The paper also suggests that Jesus may have been in favor of fighting, at
least in this apocalyptic instance, Ehrman tells Newsweek.
“It’s making me rethink my view that Jesus was a complete pacifist,” he
says. “And it takes a lot for me to change my views about Jesus.”
But not everybody agreed with Martin’s points. While the paper is an “
extraordinary contribution,” Taussig says, it’s “almost impossible for us to
know many of the things professor Martin proposes—whether they are
historically valid or not.”
Establishing the real history behind the books of the Bible is what this
branch of scholarship is all about, and it’s no easy task, considering that
the Gospels were written 40 to 60 years after the life of Jesus, by people
who didn’t witness the events firsthand. And as you might imagine, there is
much disagreement amongst scholars.
Paula Fredriksen, a historian of ancient Christianity at Hebrew University
in Jerusalem, says Martin’s paper has several holes “that you could drive
trucks through.”
For one, she doesn’t think it’s legitimate to assume that since carrying
arms was illegal in the city of Rome, the same laws necessarily applied in
Jerusalem. Control of the city wasn’t too tight, she argues, and the Roman
prefect visited only during Passover, to help keep the peace. And during
this time it probably would’ve been impossible to police the thousands of Jews
that spilled into Jerusalem.
“I can’t even imagine what a mess it was,” she says.

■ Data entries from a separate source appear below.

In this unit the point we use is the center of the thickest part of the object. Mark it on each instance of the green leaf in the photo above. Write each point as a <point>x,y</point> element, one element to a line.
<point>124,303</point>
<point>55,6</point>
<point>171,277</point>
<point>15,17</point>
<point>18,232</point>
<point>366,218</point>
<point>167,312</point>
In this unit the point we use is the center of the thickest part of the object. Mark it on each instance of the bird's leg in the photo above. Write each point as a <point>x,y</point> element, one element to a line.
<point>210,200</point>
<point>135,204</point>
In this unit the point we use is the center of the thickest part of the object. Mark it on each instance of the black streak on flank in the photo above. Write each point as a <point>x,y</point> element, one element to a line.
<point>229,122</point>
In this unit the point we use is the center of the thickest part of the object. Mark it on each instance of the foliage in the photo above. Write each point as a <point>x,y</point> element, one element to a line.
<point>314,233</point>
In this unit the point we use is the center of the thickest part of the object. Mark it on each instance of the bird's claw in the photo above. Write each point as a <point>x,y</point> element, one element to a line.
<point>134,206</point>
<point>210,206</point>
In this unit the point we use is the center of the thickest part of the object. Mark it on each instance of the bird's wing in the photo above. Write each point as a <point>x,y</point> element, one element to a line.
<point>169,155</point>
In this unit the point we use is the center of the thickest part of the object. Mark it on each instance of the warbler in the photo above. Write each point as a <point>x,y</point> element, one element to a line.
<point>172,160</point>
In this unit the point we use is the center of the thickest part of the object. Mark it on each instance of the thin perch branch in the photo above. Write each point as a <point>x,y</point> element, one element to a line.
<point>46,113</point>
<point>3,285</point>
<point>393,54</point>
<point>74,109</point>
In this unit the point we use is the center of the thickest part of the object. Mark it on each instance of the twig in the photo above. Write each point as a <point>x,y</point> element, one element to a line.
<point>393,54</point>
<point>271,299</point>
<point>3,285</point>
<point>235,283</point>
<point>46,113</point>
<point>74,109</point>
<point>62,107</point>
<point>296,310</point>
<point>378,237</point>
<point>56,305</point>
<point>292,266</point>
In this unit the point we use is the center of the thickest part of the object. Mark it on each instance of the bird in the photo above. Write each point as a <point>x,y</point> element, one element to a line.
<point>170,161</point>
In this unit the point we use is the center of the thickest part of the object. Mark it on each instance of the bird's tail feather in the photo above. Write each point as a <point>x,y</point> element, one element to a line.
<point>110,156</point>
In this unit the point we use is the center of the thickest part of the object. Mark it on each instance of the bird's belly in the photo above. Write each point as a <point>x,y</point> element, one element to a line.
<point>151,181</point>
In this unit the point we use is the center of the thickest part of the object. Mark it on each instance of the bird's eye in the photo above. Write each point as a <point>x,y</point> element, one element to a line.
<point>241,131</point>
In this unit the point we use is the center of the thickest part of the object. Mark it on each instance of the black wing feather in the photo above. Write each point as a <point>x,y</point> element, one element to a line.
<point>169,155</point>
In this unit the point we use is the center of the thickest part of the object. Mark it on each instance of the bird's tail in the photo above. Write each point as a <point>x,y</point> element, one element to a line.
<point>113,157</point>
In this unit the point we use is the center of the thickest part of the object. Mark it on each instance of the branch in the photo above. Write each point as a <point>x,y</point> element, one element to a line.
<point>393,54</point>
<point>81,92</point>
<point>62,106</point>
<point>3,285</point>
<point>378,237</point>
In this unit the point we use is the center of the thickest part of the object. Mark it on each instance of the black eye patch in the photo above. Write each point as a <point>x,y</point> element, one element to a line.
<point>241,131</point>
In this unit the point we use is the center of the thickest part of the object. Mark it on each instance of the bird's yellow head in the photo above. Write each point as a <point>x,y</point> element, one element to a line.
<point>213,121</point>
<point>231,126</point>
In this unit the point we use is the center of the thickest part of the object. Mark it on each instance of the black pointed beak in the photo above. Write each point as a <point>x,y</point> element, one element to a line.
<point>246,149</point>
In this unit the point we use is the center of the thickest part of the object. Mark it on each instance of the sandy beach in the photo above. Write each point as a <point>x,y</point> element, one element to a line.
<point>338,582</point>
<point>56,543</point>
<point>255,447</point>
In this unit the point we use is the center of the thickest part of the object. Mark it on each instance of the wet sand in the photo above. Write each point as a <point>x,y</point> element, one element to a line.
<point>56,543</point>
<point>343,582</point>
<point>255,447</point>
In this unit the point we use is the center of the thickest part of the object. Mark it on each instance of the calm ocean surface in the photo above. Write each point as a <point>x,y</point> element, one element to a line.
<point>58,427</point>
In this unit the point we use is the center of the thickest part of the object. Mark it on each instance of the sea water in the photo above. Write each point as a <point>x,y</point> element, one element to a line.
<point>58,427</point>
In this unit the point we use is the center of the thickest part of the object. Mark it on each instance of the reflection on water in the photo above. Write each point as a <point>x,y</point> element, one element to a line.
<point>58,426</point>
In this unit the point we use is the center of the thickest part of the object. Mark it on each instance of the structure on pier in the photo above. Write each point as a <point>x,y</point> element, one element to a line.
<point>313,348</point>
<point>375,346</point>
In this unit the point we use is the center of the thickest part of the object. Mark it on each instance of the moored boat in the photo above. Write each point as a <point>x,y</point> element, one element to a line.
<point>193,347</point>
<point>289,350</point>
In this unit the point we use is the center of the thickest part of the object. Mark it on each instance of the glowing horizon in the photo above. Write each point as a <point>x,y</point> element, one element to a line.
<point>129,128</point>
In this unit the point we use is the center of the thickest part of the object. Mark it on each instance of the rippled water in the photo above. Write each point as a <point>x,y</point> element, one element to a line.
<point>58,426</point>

Furthermore, she says, the Greek word used in the Gospels that Martin
interprets as sword really means something more akin to knife. And these could
be easily concealed, she adds. “Only professionals,” like soldiers, “
carried swords,” she says.
But she appreciates Martin for “working his argument,” as that’s what
people who study the history of the Bible do. The inevitable controversy and
argument is “fun,” Fredriksen says. “It’s a contact sport.”